Dr. Stacia Kelly has an excellent article in Primer this week exploring what I consider the most foundational, practical, and most abandoned nutritional concepts of our age. Today everyone is looking for a gimmick. Everyone wants a once-a-day pill that will make life easy, or a faddish diet plan like Atkins or South Beach. Here’s a tip: if you’re “on a diet” then you should just throw in the towel today and save yourself some time, because diets don’t last–lifestyles last. Nutrition is simple. To dovetail on what Dr. Kelly says in the article, here are my general rules:
- Eat right 75% of the time. The remaining 25% is for eating out with friends, having ice cream with your spouse, and generally enjoying life.
- Eat the right mix of protein/carbs/fat. Contrary to gimmick diets and junk science, carbs and fat are not your enemy. You need them both in the right proportions.
- Eat the right portions. Don’t feel obligated to finish your plate, either at home or at restaurants. Take it home in a box or throw it away. Better in the trash than attached to your ass. Your mother was not correct on this one.

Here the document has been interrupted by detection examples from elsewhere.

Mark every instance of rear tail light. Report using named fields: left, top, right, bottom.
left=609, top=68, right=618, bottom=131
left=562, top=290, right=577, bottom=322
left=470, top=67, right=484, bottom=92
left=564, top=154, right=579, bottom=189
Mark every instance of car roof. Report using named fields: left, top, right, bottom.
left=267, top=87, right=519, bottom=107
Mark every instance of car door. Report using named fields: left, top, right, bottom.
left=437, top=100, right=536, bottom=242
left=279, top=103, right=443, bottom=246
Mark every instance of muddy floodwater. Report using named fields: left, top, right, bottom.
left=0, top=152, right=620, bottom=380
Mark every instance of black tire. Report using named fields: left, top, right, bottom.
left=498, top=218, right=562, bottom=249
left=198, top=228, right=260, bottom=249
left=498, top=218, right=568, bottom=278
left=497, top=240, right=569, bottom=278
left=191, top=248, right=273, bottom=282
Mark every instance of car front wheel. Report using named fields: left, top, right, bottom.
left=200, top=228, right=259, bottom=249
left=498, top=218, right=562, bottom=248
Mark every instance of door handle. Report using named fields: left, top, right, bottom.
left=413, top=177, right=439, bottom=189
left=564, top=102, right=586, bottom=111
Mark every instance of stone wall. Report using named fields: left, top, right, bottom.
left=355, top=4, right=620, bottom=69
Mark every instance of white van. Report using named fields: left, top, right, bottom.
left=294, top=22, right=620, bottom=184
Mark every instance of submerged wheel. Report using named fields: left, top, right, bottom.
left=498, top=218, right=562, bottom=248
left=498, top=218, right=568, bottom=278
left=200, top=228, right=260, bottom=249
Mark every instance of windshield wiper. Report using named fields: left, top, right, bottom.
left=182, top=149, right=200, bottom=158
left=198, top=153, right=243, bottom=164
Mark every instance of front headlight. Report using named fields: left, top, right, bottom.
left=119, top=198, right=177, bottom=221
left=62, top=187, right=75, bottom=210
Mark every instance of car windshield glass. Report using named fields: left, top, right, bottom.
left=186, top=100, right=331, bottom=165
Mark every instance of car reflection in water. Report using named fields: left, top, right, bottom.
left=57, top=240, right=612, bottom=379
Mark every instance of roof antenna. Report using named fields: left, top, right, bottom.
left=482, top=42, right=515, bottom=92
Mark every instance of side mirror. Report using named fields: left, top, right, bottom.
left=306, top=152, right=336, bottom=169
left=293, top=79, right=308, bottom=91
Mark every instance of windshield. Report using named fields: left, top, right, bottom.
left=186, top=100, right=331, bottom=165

- Necessary portions change as you age. During high school I often ate two school lunches and drank nearly a quart of whole milk. These days a Lean Cuisine gets me 80% of the way through lunch, and they’re not very generous. Perhaps this levels off after 30, but every few years I’m consistently surprised at how little food I need compared to just five years prior. I suppose this has to level off sometime, else at age 50 I’ll be eating a protein bar for dinner.
- Stop eating when you begin to feel full. In 20 minutes you’ll feel completely full and happy you stopped.
- If practical, eat several small meals a day. If this isn’t practical then three meals a day will do.
- Whatever you do, don’t skip a meal. Skipping meals just deprives your body of needed fuel. You have to get that fuel somehow. You’ll probably overindulge at your next meal or find junk snacks to fill the void.
- Fresh foods are exponentially better than processed foods. Choose fresh vegetables over frozen. I think that freshly cooked red meat is even better than a gravy-fest from the freezer. This gets expensive, and 100% compliance isn’t practical, but do it when you can.
- Exercise. Nay, thrash yourself! It’s hard to gain weight when your pulse spends 20+ minutes per day at 180 beats/minute. When I exercise more intensely I can allow myself more slack without ill-effects.
Nutrition is simple. Having the discipline and control to practice these simple tenets is difficult. I’m certainly not perfect. I break one of these tenets almost every day. However, you don’t have to be perfect unless you’re training to be Mr. Universe. Most of us can get away with the 75% solution and be pretty pleased with the results. If you really want to change your body then implement some of these simple ideas and stick with them for a couple months. You’ll slowly figure out where you can allow yourself more or less slack and how you can mold the changes into your lifestyle. Unless sound nutrition is a pattern of your life then you’ll always be chasing the dream with the next fad diet or diet pill. There is no magic bullet. A lifestyle that values nutrition is the only answer.
Frozen vegetables are not necessarily bad. Canned vegetables are the worst option. Frozen and fresh are about equal. It all depends on how you cook the vegetables. If you buy frozen vegetables with cheese sauce and butter in it then of course that is not healthy. However, neither is taking fresh broccoli and boiling it and then adding cheese and butter. If you steam your frozen veggies they are just as good as steaming fresh veggies. The key is to stay away from canned vegetables and steam your frozen or fresh vegetables and do not add butter, cheese, and salt every time!